NVIDIA-NeMo · ananthsub · Aug 12, 2025 · Aug 13, 2025 · Aug 20, 2025 · mikolajblaz
diff --git a/nemo/lightning/pytorch/strategies/megatron_strategy.py b/nemo/lightning/pytorch/strategies/megatron_strategy.py
@@ -179,7 +179,7 @@ class MegatronStrategy(DDPStrategy, io.IOMixin):
         save_ckpt_format (str): Distributed checkpoint format to use for checkpoint saving.

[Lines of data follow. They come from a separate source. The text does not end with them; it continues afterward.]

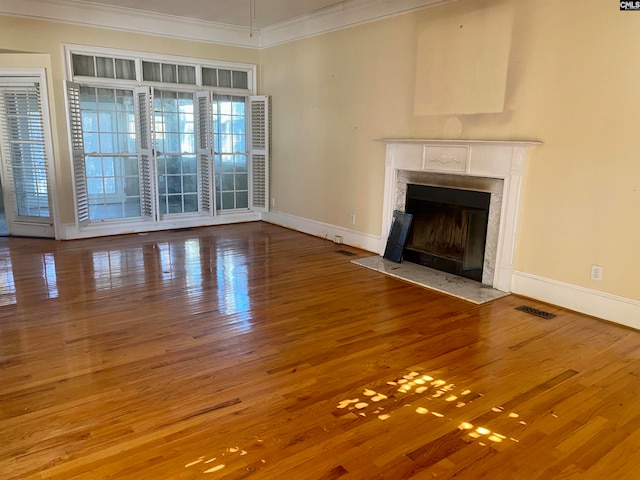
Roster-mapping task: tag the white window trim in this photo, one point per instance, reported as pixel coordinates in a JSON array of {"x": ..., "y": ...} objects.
[
  {"x": 138, "y": 57},
  {"x": 41, "y": 76}
]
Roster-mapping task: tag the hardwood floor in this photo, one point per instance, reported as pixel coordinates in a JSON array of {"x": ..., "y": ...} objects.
[{"x": 252, "y": 351}]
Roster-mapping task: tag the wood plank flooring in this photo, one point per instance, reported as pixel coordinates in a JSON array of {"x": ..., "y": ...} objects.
[{"x": 254, "y": 352}]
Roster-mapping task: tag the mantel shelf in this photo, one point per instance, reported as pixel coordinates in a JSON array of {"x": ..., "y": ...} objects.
[{"x": 435, "y": 141}]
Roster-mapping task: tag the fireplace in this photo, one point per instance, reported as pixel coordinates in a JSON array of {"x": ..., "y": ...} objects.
[
  {"x": 493, "y": 168},
  {"x": 449, "y": 229}
]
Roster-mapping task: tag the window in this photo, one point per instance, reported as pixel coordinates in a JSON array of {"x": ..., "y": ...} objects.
[
  {"x": 111, "y": 161},
  {"x": 230, "y": 152},
  {"x": 25, "y": 155},
  {"x": 170, "y": 150},
  {"x": 175, "y": 152}
]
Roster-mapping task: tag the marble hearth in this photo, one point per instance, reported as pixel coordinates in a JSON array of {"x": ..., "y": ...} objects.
[{"x": 496, "y": 167}]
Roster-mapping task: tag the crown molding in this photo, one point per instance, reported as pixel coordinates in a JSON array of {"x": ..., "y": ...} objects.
[
  {"x": 130, "y": 20},
  {"x": 347, "y": 14}
]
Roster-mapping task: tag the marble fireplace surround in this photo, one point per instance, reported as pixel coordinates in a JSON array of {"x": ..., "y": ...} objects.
[{"x": 483, "y": 165}]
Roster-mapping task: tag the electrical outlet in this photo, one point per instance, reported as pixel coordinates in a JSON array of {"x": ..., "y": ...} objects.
[{"x": 596, "y": 272}]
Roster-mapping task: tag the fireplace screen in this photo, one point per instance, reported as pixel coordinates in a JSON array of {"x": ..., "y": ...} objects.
[{"x": 449, "y": 229}]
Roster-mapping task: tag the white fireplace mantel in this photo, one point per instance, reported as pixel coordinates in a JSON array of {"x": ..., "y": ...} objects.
[{"x": 503, "y": 160}]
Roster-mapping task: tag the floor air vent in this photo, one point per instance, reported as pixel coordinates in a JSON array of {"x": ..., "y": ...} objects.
[{"x": 536, "y": 312}]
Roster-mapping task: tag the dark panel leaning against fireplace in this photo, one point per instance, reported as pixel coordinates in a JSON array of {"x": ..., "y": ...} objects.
[{"x": 449, "y": 229}]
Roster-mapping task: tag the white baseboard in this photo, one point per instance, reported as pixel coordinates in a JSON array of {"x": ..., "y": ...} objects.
[
  {"x": 350, "y": 237},
  {"x": 614, "y": 308}
]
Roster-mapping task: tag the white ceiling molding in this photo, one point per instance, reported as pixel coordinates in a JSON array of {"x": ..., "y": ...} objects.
[
  {"x": 347, "y": 14},
  {"x": 130, "y": 20}
]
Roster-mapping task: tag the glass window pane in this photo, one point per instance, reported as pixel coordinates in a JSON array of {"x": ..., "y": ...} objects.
[
  {"x": 187, "y": 142},
  {"x": 172, "y": 143},
  {"x": 241, "y": 163},
  {"x": 227, "y": 163},
  {"x": 132, "y": 207},
  {"x": 190, "y": 203},
  {"x": 97, "y": 212},
  {"x": 107, "y": 144},
  {"x": 125, "y": 69},
  {"x": 106, "y": 99},
  {"x": 175, "y": 203},
  {"x": 130, "y": 166},
  {"x": 104, "y": 67},
  {"x": 209, "y": 77},
  {"x": 173, "y": 165},
  {"x": 187, "y": 74},
  {"x": 91, "y": 142},
  {"x": 174, "y": 184},
  {"x": 169, "y": 73},
  {"x": 242, "y": 200},
  {"x": 95, "y": 186},
  {"x": 189, "y": 164},
  {"x": 241, "y": 181},
  {"x": 163, "y": 205},
  {"x": 240, "y": 80},
  {"x": 108, "y": 167},
  {"x": 238, "y": 107},
  {"x": 227, "y": 182},
  {"x": 224, "y": 78},
  {"x": 190, "y": 183},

Should be one of
             'torch_dist' or 'zarr'. Defaults to 'torch_dist'.
         ckpt_async_save (bool): Whether to save checkpoints asynchronously to reduce checkpointing overhead.
-            Defaults to True.
+            Defaults to False.
         ckpt_torch_dist_multiproc (int): Number of extra processes per rank used during ckpt save
             with PyTorch distributed format. Defaults to None.
         ckpt_assume_constant_structure (bool): Allows caching some computation across checkpoint saves.
@@ -266,7 +266,7 @@ def __init__(
         use_te_rng_tracker: bool = False,
         use_sharp: bool = False,
         save_ckpt_format: str = "torch_dist",
-        ckpt_async_save: bool = True,
+        ckpt_async_save: bool = False,
         ckpt_torch_dist_multiproc: int = None,  ## TODO(ashors): put elsewhere?
         ckpt_assume_constant_structure: bool = False,
         ckpt_parallel_save: bool = True,

diff --git a/nemo/lightning/pytorch/strategies/utils.py b/nemo/lightning/pytorch/strategies/utils.py
@@ -197,8 +197,10 @@ def create_checkpoint_io(wrapping_ckpt_io=None, **kwargs):
 
     if wrapping_ckpt_io:
         checkpoint_io = wrapping_ckpt_io(checkpoint_io)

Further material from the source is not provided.